Il laissa couler ses larmes.

***

Dix jours plus tard

À l'écart de la famille et des amis proches, Sydney assistait à la mise en terre de Marilyne. Elle avait tenu à être présente pour lui rendre hommage, mais aussi pour accompagner Laure. Cette dernière se tenait non loin des parents de la défunte, avec le groupe d'amis de Marilyne.

Sydney avait également aperçu Nicolas. Il était à l'opposé d'elle. Ils s'étaient salués, mais sans se rapprocher. Chacun devait avoir besoin de son espace pour traverser ce moment poignant.

Depuis sa découverte macabre, Sydney n'avait plus eu de rêves ou de visions. Le calme plat. Elle espérait que cela reste ainsi, même si ses questions demeuraient sans réponses.

  • C'est tellement triste et injuste, n'est-ce pas ?

Elle se tourna vers la femme qui venait de parler. Sydney ne put s'empêcher d'être frappée par son élégance. Elle portait une robe noire qui s'harmonisait parfaitement avec sa silhouette élancée. Sydney remarqua ensuite sa chevelure auburn.
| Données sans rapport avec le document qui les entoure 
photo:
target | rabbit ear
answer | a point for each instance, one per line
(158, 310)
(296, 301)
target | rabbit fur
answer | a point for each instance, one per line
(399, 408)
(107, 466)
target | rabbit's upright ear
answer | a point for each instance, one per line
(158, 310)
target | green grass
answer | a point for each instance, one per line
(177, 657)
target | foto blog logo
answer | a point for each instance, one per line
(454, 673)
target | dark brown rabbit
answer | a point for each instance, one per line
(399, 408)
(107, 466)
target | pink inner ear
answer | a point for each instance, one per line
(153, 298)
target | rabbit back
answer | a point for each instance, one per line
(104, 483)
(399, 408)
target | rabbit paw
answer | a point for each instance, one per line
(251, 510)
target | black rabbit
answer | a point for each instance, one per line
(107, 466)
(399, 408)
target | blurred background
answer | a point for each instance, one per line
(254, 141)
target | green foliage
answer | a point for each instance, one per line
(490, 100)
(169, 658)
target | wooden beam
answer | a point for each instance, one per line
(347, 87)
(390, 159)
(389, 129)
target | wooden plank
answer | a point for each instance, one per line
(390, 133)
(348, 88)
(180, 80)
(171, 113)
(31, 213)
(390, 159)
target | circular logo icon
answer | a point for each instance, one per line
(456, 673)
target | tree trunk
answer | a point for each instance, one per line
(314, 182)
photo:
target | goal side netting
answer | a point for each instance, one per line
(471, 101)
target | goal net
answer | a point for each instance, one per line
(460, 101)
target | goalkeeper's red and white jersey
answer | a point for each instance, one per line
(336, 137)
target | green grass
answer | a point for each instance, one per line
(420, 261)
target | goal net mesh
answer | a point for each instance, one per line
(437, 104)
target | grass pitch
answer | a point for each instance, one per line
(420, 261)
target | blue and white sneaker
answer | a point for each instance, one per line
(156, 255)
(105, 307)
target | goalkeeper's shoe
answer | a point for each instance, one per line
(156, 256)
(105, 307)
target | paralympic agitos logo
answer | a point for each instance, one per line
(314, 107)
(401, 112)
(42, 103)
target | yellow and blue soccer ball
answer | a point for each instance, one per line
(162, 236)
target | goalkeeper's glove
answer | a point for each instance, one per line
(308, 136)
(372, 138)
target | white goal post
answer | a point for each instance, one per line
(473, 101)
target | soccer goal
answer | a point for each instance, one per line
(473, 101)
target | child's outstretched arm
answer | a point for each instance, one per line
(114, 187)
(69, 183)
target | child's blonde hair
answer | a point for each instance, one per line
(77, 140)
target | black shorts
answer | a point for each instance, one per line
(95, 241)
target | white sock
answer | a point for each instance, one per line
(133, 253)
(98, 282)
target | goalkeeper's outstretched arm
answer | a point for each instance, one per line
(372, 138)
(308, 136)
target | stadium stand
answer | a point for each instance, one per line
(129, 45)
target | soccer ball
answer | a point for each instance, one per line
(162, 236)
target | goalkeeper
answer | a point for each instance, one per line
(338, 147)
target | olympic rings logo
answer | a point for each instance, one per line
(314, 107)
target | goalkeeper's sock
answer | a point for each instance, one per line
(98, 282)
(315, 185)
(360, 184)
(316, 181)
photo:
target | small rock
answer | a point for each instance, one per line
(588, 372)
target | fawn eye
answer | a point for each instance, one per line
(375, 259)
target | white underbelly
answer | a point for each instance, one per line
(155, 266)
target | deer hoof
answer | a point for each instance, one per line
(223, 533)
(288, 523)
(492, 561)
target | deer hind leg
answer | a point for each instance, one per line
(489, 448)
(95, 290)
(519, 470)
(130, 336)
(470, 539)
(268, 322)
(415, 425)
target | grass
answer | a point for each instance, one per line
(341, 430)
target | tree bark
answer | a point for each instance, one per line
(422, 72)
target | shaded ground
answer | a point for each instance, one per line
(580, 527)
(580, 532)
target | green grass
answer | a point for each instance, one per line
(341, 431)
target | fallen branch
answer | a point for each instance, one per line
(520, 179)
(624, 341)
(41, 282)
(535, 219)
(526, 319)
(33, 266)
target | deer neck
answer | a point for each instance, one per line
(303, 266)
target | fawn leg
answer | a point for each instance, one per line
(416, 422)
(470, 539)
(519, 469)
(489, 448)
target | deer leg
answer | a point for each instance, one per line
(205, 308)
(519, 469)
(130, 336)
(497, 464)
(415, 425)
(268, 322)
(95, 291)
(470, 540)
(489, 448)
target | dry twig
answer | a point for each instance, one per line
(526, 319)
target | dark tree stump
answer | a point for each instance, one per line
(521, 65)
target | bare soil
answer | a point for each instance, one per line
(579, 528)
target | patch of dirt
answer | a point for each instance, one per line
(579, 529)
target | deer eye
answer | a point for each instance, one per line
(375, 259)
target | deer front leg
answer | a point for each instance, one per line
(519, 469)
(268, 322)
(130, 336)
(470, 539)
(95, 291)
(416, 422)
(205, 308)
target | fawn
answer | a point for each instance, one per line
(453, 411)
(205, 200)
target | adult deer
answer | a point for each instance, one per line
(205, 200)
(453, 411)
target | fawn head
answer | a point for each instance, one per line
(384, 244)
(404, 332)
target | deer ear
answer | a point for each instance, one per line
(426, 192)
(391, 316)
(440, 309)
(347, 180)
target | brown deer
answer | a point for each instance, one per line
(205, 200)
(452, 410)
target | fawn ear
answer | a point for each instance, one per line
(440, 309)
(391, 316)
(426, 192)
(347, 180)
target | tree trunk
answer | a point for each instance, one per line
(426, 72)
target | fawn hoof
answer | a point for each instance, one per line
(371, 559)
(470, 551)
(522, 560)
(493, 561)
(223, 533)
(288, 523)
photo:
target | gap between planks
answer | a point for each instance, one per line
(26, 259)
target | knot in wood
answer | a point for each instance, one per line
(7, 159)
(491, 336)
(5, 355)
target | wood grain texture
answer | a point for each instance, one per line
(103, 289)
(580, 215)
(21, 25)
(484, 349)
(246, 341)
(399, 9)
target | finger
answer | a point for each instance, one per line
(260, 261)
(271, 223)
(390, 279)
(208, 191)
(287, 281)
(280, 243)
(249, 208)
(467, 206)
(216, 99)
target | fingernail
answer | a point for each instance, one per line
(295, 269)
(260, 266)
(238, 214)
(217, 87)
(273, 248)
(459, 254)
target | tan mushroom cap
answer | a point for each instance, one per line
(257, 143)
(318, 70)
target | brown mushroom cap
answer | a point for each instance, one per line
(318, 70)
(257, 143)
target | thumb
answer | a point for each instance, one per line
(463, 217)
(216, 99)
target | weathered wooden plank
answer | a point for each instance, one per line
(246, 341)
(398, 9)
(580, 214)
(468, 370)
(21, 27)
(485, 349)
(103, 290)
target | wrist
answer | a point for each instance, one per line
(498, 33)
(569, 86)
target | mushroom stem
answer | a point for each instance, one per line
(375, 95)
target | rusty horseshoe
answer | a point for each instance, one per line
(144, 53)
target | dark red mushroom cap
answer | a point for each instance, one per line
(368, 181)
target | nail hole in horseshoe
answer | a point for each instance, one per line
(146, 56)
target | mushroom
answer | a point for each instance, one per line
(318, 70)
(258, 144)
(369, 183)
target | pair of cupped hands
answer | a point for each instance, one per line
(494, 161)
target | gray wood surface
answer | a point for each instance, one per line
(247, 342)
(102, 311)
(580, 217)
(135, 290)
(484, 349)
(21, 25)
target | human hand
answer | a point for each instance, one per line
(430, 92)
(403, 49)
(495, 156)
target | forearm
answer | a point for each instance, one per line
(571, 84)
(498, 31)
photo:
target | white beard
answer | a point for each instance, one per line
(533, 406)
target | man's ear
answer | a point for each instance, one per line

Elle ornait son visage angélique et ses yeux marron oranger dégageaient un mélange de douceur et de mystère.

  • Vous êtes de sa famille ? demanda Sydney.
  • Non, répondit la femme. Marilyne n'est pas la raison pour laquelle je suis là. Je suis là pour vous, Sydney.
  • C...Comment connaissez-vous mon prénom ? Je suis certaine que nous ne nous sommes jamais vues.
  • C'est exact. Laissez-moi me présenter. Je m'appelle Amandine Saint-Pierre et je peux vous apporter les réponses que vous cherchez sur vos visions.